Tim Cook, the chief executive of Apple, has collected $89.6m as part of a 10-year deal that he signed as an incentive to keep the iPhone maker at the forefront of the technology industry after he took over the reins in 2011 from company co-founder Steve Jobs.
The stock package awarded to Cook in 2011 was originally valued at $376m, but is now worth much more because Apple shares have increased by six-fold since he signed the deal.
Seems to have aligned his interests with those of the shareholders quite nicely, overcoming that principal/agent problem.
He still has the half the shares so betting he can do more or doesn’t want to put out the opposite message. Presumably the rest sold immediately to pay the tax bill. So his success also benefits the state massively and immediately. I bet that doesn’t get mentioned anywhere.
Also missing in the Graun, the penalty if he hadn’t achieved….
“If Apple’s performance fell in the middle third of the S&P 500, Cook’s RSU award would have been reduced by half. Cook would have collected nothing if Apple stock finished in the bottom-third.”
http://appleinsider.com/articles/17/08/28/apple-ceo-tim-cook-collects-nearly-905m-in-vested-rsus-on-strong-stock-performance
Was he rewarded merely for share price growth, or for outperforming the rest of the market?
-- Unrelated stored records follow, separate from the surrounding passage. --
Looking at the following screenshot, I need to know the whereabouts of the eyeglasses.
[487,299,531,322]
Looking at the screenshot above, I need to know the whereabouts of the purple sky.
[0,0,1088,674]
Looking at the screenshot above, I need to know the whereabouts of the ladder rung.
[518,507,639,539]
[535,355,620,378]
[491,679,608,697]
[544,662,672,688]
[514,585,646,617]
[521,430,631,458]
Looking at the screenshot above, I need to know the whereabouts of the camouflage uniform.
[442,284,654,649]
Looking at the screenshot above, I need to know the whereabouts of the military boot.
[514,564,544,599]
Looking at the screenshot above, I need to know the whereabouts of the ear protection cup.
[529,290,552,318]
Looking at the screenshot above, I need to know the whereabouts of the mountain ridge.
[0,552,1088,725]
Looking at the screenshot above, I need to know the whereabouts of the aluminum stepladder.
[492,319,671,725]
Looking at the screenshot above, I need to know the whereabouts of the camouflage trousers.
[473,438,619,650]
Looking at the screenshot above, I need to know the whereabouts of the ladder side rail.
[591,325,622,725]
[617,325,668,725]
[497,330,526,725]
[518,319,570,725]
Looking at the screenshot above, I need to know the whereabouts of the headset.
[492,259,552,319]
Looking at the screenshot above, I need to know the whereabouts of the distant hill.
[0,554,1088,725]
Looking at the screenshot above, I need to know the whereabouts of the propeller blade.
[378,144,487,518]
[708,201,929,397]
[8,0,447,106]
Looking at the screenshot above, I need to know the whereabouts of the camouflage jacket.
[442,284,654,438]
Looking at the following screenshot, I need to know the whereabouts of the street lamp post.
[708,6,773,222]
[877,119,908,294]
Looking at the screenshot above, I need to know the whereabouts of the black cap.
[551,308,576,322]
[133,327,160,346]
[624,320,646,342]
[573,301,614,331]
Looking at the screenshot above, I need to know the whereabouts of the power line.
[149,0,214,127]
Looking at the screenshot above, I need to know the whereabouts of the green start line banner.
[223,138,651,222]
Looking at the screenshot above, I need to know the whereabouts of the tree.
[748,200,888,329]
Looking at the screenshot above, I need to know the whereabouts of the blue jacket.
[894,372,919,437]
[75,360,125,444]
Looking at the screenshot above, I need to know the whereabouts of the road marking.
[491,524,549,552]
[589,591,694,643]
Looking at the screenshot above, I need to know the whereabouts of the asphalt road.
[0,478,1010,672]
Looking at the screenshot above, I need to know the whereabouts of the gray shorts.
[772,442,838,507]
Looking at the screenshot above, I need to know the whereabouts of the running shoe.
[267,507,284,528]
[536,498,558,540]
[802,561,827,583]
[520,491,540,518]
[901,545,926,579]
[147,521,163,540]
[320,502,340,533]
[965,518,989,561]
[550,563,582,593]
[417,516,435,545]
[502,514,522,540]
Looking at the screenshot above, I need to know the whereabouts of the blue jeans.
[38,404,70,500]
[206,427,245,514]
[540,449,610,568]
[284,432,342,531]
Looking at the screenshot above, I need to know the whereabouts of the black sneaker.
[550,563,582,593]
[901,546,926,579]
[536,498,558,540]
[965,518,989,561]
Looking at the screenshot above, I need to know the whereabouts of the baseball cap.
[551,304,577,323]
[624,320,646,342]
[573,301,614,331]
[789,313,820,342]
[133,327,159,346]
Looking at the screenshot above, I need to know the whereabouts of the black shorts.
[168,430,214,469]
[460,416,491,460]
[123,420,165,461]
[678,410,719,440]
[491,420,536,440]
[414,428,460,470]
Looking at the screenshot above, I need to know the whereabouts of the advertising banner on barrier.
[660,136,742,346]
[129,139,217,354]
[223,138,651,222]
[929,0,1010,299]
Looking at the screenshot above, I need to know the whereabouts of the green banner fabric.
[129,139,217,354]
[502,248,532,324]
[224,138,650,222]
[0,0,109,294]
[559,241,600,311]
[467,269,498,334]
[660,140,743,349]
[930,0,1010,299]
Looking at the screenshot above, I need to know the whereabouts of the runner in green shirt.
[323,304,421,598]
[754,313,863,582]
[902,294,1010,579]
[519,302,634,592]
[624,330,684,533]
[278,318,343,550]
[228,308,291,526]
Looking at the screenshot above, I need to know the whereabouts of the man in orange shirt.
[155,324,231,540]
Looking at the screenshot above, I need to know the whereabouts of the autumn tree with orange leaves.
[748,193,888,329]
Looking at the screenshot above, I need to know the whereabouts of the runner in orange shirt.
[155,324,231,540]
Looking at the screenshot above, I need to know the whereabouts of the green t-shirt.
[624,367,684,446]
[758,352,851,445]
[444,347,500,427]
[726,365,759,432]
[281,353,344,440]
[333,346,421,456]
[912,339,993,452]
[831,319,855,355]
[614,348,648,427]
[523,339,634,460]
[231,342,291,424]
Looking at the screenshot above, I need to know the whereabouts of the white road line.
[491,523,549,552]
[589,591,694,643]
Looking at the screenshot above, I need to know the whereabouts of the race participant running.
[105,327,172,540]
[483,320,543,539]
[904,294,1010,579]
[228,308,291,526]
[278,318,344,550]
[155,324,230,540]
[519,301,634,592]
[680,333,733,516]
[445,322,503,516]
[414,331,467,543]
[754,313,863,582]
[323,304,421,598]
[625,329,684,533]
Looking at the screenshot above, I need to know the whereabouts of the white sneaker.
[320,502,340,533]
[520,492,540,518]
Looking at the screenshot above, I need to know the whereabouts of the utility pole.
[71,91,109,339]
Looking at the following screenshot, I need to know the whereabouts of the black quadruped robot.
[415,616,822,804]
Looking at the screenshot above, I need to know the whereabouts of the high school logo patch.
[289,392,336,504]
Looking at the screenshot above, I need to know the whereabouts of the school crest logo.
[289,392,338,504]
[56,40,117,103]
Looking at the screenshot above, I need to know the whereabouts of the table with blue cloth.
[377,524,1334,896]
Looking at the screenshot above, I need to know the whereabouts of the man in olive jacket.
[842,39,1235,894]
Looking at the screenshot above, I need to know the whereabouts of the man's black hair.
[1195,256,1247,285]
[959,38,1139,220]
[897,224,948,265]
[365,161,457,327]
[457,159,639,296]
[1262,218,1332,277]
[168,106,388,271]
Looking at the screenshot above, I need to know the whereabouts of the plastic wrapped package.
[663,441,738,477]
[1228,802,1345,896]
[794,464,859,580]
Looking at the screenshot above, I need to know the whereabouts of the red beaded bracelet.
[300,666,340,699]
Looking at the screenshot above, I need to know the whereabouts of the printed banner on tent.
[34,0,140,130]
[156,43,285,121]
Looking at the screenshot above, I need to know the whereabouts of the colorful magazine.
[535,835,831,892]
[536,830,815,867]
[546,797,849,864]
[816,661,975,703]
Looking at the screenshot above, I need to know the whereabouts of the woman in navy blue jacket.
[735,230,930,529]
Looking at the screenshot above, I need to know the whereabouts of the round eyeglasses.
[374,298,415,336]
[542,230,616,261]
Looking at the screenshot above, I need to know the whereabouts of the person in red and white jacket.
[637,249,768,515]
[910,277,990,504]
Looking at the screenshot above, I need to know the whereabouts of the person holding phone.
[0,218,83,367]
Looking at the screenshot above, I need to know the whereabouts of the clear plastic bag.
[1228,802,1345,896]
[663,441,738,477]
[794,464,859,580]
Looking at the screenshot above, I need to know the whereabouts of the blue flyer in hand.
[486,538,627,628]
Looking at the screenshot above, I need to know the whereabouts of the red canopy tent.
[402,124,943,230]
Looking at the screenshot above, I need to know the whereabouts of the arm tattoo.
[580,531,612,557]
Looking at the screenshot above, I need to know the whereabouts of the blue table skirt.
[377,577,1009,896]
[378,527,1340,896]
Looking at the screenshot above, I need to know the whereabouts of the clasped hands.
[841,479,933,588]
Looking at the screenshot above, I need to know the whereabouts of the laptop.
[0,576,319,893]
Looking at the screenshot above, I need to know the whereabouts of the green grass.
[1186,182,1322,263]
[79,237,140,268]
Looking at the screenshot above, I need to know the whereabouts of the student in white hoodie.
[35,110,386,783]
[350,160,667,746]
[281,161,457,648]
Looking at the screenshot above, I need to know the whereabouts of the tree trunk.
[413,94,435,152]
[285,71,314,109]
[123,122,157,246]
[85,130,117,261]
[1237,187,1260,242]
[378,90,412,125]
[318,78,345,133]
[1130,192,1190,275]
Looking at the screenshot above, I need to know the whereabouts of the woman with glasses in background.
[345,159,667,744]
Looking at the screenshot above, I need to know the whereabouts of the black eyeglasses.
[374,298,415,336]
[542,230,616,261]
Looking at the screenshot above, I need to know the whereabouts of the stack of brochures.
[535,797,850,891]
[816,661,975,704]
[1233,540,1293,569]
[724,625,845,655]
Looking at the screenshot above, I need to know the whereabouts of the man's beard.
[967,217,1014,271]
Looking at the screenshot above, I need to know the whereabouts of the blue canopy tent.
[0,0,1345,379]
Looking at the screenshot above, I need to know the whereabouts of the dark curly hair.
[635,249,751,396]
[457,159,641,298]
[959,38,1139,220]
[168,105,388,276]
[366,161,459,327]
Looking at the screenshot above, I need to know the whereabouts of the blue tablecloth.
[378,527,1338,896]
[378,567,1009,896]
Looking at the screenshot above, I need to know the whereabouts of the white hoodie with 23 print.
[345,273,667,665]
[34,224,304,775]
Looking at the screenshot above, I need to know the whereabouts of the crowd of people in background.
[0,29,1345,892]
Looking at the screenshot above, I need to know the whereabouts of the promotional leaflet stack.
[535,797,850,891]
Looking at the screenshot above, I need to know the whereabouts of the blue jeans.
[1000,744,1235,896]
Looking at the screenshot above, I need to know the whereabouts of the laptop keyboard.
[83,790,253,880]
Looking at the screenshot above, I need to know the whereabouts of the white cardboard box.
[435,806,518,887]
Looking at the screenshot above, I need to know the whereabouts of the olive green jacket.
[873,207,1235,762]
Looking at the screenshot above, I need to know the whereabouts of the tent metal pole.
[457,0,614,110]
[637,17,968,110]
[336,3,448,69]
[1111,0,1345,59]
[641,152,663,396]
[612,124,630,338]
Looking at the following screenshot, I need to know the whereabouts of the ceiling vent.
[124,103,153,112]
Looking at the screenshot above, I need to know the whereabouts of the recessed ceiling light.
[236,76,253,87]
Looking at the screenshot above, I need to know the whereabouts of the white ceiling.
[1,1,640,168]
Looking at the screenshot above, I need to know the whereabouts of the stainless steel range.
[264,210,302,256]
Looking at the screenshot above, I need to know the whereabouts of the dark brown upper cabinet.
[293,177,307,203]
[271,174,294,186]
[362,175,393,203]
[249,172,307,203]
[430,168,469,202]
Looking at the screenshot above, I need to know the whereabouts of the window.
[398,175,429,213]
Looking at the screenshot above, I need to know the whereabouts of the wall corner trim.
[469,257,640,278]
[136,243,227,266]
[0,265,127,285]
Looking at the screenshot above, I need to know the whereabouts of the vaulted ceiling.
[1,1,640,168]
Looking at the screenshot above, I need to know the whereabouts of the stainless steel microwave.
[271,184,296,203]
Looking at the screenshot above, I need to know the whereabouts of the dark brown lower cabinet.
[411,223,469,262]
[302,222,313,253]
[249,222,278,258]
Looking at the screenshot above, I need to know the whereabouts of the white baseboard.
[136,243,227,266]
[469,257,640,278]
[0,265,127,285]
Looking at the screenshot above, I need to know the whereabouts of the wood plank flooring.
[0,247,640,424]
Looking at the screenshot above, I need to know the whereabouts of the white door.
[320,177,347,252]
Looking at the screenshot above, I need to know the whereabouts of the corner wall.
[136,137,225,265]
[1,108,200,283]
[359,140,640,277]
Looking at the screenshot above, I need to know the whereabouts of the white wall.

Quite a different set of incentives really.
Ah, Noel’s link tells us. Good stuff then.
Yet with every “upgrade” of the software in my iPhone and iPad, Apple comes closer to annoying me in exactly the same manner that Microsoft does.
As of time of writing, Apple’s market cap is $834 billion, a long way ahead of Alphabet (Google as was) at $643 billion.
I haven’t noticed many embuggerances with successive versions of iOS. I really like 10. And macOS just keeps getting better. When High Sierra comes out in a few weeks it’s going to have the best filesystem out there (like ZFS, but improved). And I can seamlessly move all my development stuff between Linux and my Mac, unlike with horrific Windows.
Not necessarily aligned all that much. RSUs and other share-based awards are usually structured as free options (with a $nil strike price). Execs can therefore (basic option theory) increase the value of their awards by increasing the forward volatility of their company’s stock (whether by gearing up or taking bigger strategic risks). They don’t bear the downside, but shareholders do.
May not be the case for AAPL specifically, but the alignment isn’t that great. Which is why most institutions push for execs not to sell the shares they have (i.e. to make them bear some downside risk).